EJBビジネス・サービスでコンバータ・クラスを使用するには、以下を行う必要があります。

  1. インタフェースを実装およびコンパイルして、コンバータ・クラスを作成します。

  2. コンバータ・クラスをクライアントJARまたはコンバータ・クラスのJARファイルに追加します(28.2.2.1項「クライアントJARまたはコンバータJARの追加」を参照)。
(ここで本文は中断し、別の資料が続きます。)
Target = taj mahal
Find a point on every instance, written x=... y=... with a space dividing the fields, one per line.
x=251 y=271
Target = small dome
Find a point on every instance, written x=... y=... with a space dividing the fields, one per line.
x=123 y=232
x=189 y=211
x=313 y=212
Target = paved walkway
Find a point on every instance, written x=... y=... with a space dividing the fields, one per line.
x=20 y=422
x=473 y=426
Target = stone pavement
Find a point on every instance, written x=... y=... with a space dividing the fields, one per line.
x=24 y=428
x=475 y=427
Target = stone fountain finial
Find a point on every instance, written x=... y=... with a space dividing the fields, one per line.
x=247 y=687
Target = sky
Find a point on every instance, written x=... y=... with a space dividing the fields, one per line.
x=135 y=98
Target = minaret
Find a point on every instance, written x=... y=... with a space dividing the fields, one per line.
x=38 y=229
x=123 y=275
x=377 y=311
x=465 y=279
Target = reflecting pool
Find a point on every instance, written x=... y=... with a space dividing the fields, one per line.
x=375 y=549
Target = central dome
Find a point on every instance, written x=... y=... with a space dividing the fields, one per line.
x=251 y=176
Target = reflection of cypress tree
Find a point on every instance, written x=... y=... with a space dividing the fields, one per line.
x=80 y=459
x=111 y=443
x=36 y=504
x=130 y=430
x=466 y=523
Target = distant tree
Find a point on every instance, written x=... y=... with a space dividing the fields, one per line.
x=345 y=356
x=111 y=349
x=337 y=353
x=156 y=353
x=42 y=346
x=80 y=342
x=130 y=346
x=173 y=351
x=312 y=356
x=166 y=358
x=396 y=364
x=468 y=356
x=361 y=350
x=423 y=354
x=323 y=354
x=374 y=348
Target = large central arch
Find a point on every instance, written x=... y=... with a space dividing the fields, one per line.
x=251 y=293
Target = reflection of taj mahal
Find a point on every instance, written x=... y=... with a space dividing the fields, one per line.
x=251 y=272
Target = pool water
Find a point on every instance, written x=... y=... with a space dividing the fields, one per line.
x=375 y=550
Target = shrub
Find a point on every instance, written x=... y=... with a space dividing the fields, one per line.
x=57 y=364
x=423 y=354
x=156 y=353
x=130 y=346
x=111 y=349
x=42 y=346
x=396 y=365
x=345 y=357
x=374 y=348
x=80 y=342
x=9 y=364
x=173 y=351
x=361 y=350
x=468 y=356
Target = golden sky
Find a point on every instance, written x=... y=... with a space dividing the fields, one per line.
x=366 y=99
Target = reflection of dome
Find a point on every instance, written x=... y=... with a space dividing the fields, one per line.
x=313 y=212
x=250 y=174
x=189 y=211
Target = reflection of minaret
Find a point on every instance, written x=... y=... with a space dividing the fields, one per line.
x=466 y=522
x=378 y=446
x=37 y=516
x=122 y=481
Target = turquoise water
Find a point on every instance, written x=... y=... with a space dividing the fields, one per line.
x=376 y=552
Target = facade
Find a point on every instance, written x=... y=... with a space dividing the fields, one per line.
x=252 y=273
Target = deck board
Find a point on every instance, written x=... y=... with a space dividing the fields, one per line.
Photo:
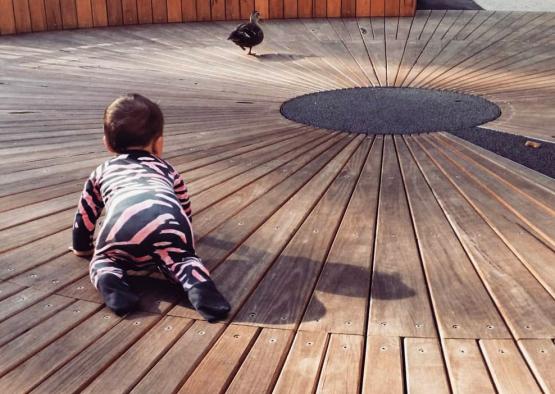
x=317 y=237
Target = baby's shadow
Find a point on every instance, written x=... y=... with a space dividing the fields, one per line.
x=157 y=294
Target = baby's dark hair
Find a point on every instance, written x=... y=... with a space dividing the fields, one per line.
x=132 y=120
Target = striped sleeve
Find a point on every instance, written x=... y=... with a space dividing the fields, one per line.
x=182 y=194
x=88 y=210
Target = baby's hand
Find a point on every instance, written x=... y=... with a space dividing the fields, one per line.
x=82 y=253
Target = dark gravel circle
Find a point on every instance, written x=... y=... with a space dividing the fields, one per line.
x=390 y=110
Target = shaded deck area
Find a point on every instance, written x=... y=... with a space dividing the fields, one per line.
x=353 y=263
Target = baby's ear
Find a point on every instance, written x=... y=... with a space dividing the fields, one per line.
x=158 y=146
x=107 y=145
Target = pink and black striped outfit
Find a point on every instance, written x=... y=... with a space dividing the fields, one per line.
x=147 y=223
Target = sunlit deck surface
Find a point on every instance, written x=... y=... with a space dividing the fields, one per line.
x=417 y=262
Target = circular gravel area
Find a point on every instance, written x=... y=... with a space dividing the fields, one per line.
x=390 y=110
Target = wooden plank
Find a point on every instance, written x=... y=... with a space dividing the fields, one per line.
x=397 y=272
x=247 y=6
x=507 y=367
x=38 y=15
x=222 y=361
x=30 y=317
x=144 y=11
x=243 y=224
x=189 y=10
x=53 y=15
x=526 y=306
x=537 y=179
x=124 y=373
x=268 y=241
x=377 y=7
x=425 y=371
x=281 y=297
x=16 y=261
x=333 y=8
x=204 y=10
x=84 y=13
x=362 y=8
x=263 y=6
x=467 y=371
x=407 y=7
x=540 y=357
x=8 y=288
x=69 y=14
x=383 y=366
x=517 y=235
x=22 y=15
x=7 y=17
x=290 y=8
x=19 y=301
x=302 y=367
x=160 y=11
x=27 y=344
x=232 y=10
x=100 y=13
x=464 y=309
x=342 y=366
x=261 y=368
x=276 y=9
x=130 y=12
x=391 y=8
x=54 y=274
x=115 y=12
x=348 y=8
x=78 y=372
x=343 y=287
x=217 y=10
x=186 y=352
x=286 y=181
x=175 y=12
x=535 y=211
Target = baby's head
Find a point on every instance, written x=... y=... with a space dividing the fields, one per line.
x=133 y=122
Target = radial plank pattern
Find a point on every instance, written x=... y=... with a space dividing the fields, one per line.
x=352 y=262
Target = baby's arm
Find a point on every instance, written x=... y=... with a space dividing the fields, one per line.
x=89 y=209
x=182 y=194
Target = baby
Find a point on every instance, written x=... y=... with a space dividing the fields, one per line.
x=148 y=218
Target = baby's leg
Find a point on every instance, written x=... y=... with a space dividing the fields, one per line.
x=109 y=278
x=193 y=276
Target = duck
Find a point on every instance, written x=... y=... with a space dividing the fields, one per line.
x=248 y=35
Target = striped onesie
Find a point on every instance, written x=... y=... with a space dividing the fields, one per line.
x=147 y=223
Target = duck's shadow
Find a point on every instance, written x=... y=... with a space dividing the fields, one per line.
x=281 y=57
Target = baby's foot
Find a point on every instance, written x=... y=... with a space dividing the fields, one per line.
x=117 y=294
x=208 y=301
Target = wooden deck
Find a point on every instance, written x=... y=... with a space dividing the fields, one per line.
x=354 y=264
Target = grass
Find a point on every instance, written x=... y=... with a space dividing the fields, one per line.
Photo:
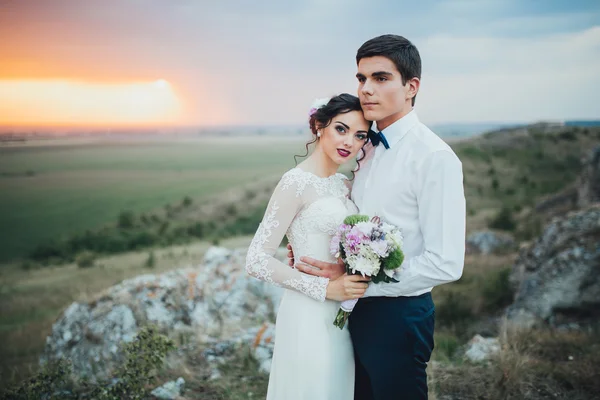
x=74 y=187
x=33 y=299
x=531 y=365
x=55 y=190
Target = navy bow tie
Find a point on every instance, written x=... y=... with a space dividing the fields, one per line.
x=377 y=137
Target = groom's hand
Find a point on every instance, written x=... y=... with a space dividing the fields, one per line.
x=321 y=268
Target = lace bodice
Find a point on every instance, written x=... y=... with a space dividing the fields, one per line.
x=308 y=209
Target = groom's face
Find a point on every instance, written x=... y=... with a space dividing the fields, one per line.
x=382 y=95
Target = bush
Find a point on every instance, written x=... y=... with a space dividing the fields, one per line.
x=503 y=220
x=51 y=378
x=150 y=261
x=495 y=184
x=196 y=230
x=85 y=259
x=144 y=356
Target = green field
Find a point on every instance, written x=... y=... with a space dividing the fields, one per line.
x=50 y=189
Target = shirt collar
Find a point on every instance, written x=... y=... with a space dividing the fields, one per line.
x=398 y=129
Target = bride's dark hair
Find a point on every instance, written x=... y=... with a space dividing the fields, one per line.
x=322 y=117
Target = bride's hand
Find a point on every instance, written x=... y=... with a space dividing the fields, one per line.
x=347 y=287
x=321 y=268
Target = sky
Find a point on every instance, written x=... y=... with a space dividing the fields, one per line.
x=235 y=62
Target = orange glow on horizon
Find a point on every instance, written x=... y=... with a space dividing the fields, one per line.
x=66 y=102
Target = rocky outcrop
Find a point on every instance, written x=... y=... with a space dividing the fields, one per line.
x=589 y=181
x=488 y=242
x=211 y=302
x=558 y=277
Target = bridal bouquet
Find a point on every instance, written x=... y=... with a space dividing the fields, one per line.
x=369 y=247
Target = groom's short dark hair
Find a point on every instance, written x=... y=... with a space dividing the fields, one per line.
x=399 y=50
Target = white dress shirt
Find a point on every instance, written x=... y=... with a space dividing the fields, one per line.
x=416 y=185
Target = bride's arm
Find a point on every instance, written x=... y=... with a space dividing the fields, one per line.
x=285 y=203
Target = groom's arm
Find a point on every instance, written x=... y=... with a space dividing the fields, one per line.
x=441 y=206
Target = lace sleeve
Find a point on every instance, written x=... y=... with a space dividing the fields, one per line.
x=285 y=203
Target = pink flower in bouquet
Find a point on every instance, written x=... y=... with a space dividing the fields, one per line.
x=334 y=246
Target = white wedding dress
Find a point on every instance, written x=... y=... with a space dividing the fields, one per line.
x=313 y=359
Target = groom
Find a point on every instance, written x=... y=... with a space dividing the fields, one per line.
x=412 y=179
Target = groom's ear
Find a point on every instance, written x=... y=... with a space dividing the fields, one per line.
x=413 y=85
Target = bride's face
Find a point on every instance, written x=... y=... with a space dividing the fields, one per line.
x=345 y=135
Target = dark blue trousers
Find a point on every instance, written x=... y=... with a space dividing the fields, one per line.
x=393 y=341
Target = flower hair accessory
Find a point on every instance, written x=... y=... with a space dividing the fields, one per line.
x=318 y=103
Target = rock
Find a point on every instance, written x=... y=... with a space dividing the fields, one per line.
x=261 y=340
x=589 y=180
x=215 y=301
x=487 y=242
x=481 y=349
x=558 y=276
x=170 y=390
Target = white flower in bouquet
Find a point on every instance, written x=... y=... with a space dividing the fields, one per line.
x=366 y=228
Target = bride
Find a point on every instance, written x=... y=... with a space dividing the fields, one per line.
x=313 y=359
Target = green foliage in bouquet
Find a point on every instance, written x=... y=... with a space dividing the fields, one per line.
x=355 y=219
x=392 y=261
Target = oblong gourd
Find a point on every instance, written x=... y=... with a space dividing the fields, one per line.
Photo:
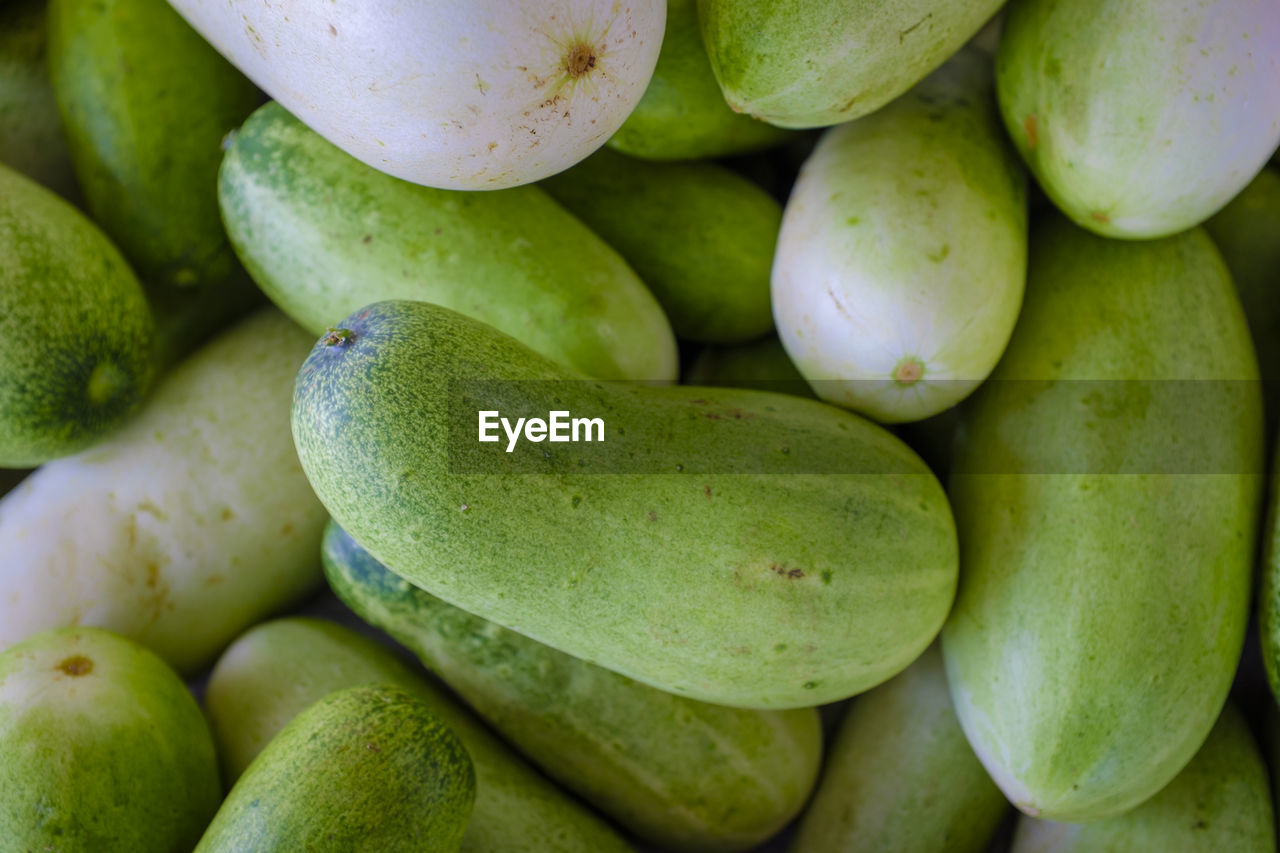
x=737 y=547
x=455 y=94
x=1106 y=484
x=680 y=774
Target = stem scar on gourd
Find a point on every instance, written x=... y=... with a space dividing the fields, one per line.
x=338 y=337
x=77 y=665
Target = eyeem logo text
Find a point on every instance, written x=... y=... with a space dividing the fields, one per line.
x=558 y=427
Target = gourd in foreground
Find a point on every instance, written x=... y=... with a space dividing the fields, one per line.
x=1106 y=484
x=737 y=547
x=364 y=769
x=453 y=94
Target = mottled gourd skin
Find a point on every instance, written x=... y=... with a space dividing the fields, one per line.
x=700 y=237
x=1141 y=119
x=680 y=774
x=737 y=547
x=278 y=669
x=31 y=131
x=146 y=103
x=682 y=114
x=77 y=359
x=1220 y=802
x=452 y=94
x=101 y=748
x=1106 y=528
x=1247 y=232
x=364 y=769
x=903 y=254
x=763 y=365
x=187 y=525
x=901 y=778
x=813 y=63
x=324 y=235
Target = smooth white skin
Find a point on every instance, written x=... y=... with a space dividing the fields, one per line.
x=888 y=252
x=186 y=527
x=452 y=94
x=1161 y=112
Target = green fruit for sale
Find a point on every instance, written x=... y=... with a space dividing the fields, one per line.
x=812 y=63
x=763 y=365
x=680 y=774
x=903 y=254
x=901 y=778
x=277 y=670
x=736 y=547
x=1106 y=486
x=324 y=235
x=1141 y=119
x=101 y=748
x=1220 y=802
x=31 y=131
x=682 y=114
x=77 y=359
x=1247 y=232
x=700 y=236
x=183 y=528
x=364 y=769
x=146 y=104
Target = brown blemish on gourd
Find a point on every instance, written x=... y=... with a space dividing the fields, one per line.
x=77 y=665
x=580 y=60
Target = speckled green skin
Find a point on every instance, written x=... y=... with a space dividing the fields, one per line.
x=77 y=325
x=1220 y=802
x=31 y=131
x=904 y=241
x=680 y=774
x=101 y=748
x=700 y=236
x=781 y=589
x=146 y=103
x=324 y=235
x=812 y=63
x=1141 y=118
x=682 y=114
x=364 y=769
x=278 y=669
x=1101 y=615
x=763 y=365
x=1247 y=232
x=901 y=778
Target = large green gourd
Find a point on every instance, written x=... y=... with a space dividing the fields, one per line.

  3. EJBビジネス・サービスの作成時にメソッド構成をカスタマイズする場合、パラメータ/戻り値の型のいずれか1つに移動し、目的のコンバータを選択します。 28.2.3項「トランスポート構成のリファレンス」を参照してください。サービス構成のユーザー・インタフェースに、特定のパラメータ/戻り値の型に適用可能なコンバータのリストが表示されます。

28.5 トラブルシューティング

この項では、EJBビジネス・サービスの設計または実行時の問題のトラブルシューティングについて説明します。

28.5.1 デバッグ・モードの有効化

EJBトランスポートは、その他のOracle Service Busトランスポートと同じロガーを使用します。デバッグ・モードを有効にするには、サーバーを起動する前に、ドメイン・ディレクトリにあるalsbdebug.xmlファイルを編集し、カテゴリalsb-transports-debugをtrueに設定します。alsbdebug.xmlファイルとデバッグ・フラグの詳細は、『Oracle Fusion Middleware Oracle Service Bus管理者ガイド』のOracle Service Busのデバッグに関する項を参照してください。

28.5.2 tempディレクトリ

EJBトランスポートは設計時に、tempディレクトリのサブフォルダにファイルを生成します。それらのフォルダとファイルを削除すると安全です。また、アクティブ化の際の問題を判断するためにそれらを確認すると役に立つ場合があります。

28.5.3 デプロイされたアプリケーション

EJBビジネス・サービスが作成されると、Oracle Service Bus Serverにアプリケーションがデプロイされます。このアプリケーションのモニターと調整はOracle WebLogic Server管理コンソールを使用して行うことができます。

28.5.4 エラー

EJBビジネス・サービスに関する問題のトラブルシューティングが必要な場合に、以下の項目が役立つことがあります。

  • ビジネス・サービス作成時の以下のエラーは、255を超える文字を含むパスをサポートしないという、Windowsオペレーティング・システムの制限が原因です。

    The system cannot find the path specified):Probably the string length of the path of the file being extracted was too long 
    

    Oracle Service Busドメインへの短いパスを作成することで、パスの長さを短くすることができます。また、サーバーの起動時に、次のオプションを使用してOracle WebLogic Serverのtempディレクトリをオーバーライドすることもできます。

    -Dweblogic.j2ee.application.tmpDir=$desired_short_dir
    
  • EJBビジネス・サービスの呼出し時にXMLマーシャリング・エラーを受け取り、リクエストがサービスのWSDLに対し有効であるという確信がある場合は、コンバータ・クラスを記述することが必要になる可能性があります。詳細は、28.4.2.1項「コンバータ・クラス」を参照してください。

  • リモート・サーバーで、EJBインタフェースおよびスタブが変更された場合、新しいEJBの初回の呼出し時にエラーが送出されます。リモート・サーバーでのEJBインタフェースおよびスタブの変更は、Oracle Service Busに表示されません。Oracle Service Busは、有効ではなくなった、キャッシュされているEJBを呼び出そうとします。ただし、呼出しエラーが発生した場合、トランスポートはそれらのスタブが無効であると見なし、それらをキャッシュから削除します。この方法により、EJBを呼び出す次の試みでのエラーが防止されます。この初回時のエラーを回避するために、Oracle Service BusコンソールでJNDIプロバイダをリセットできます。